While protesters were generally released after a short period, demonstration leaders, resistance committee members and activists were typically held in incommunicado detention for up to two months. This is emblematic of the shrinking civic space, notably for women civil society activists, increasingly facing threats and harassment, including those providing support to victims of sexual violence. Human rights groups and women human rights defenders are not able to work freely and safely. There is increased surveillance on the internet, communications, movement and offices of many civil groups, forcing them to work underground.
During the reporting period, sixteen incidents of sexual and gender-based violence by security forces or plain-clothes armed men in Khartoum in the context of protests were verified through first hand sources by the Joint Office. They included seven cases of gang rape by uniformed personnel.
Inter-communal violence has intensified since the coup, particularly in North and West Darfur, leading to large scale loss of life and destruction of property and means of subsistence. The loss of at least 172 lives following the communal violence in Kerenik, West Darfur from 22 to 24 April 2022, demonstrated the continued gaps in the protection of civilians.
During the enhanced interactive dialogue, some States highlighted the continuing human rights violations, as well as women’s rights issues and emphasised the need for respect and protection of their rights. The Netherlands, the United States of America and Ireland, as well as non- governmental organisations like International Federation for Human Rights Leagues and Lawyers’ Rights Watch- Canada, expressed concern over the lack of accountability for perpetrators of human rights violations in the country and the deteriorating security and human rights situation.
Australia, Iceland and The European Union also raised concerns over the high number of reported cases of violent attacks against peaceful protestors, human rights defenders and journalists, unlawful killings with over 200 people killed in intercommunal violence in Darfur, sexual and gender-based violence and arbitrary detentions. They call on Sudan’s military authorities to immediately end their campaign of violence against civilians, release all those detained since 25 October and end violence against peaceful protestors and human rights defenders, including women human rights defenders. Malawi also reiterated the need to ensure accountability for all violations against the perpetrators, and reparations for the victims.

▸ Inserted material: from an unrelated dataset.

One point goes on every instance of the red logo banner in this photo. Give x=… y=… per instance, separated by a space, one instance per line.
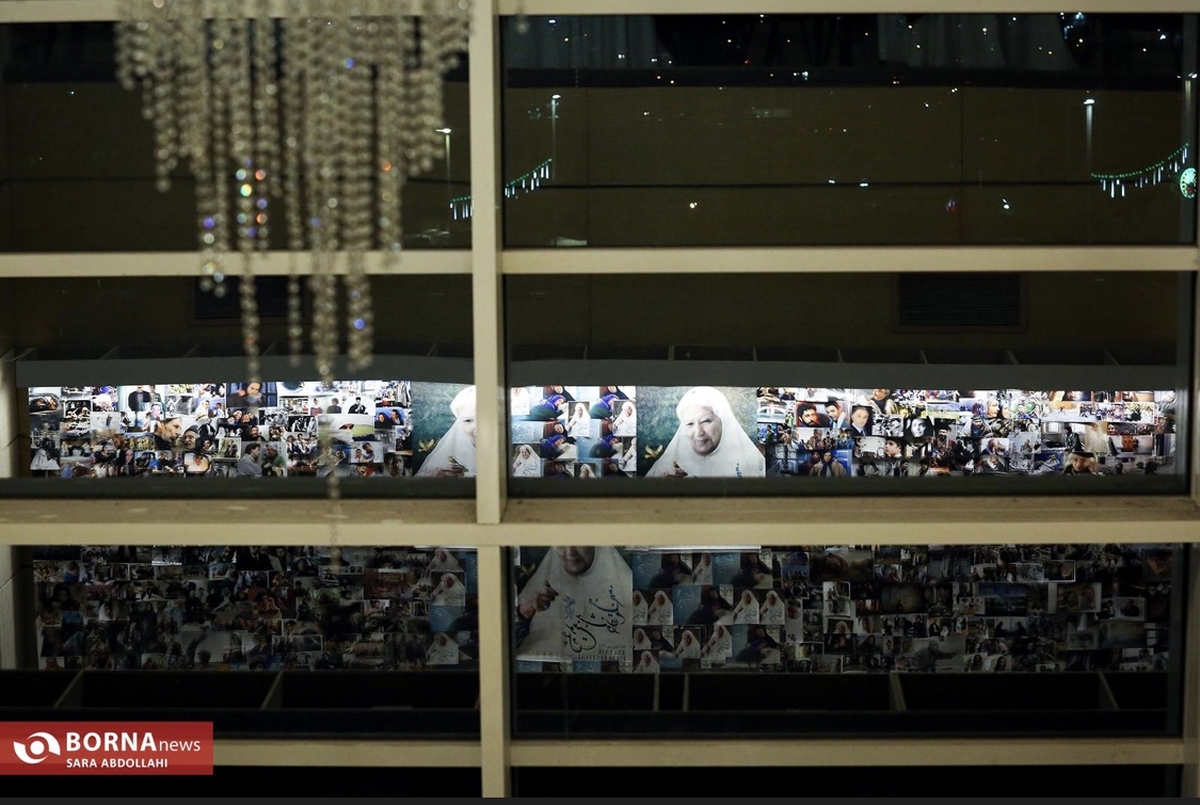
x=106 y=748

ISHR calls on the Council to support the request of more than 54 NGOs for the adoption of a resolution to ensure continued attention to the human rights situation in Sudan, and to prioritise independent investigation by international and regional human rights mechanisms into atrocities committed against protestors, especially women and girls, from 13 December 2018 to date. Access to justice for women must be ensured, as well as accelerating reform of military and security forces to eliminate growing risks of State militarisation, attacks on democratic transformation and fundamental freedoms, and grant women human rights defenders access to fully participate in these processes.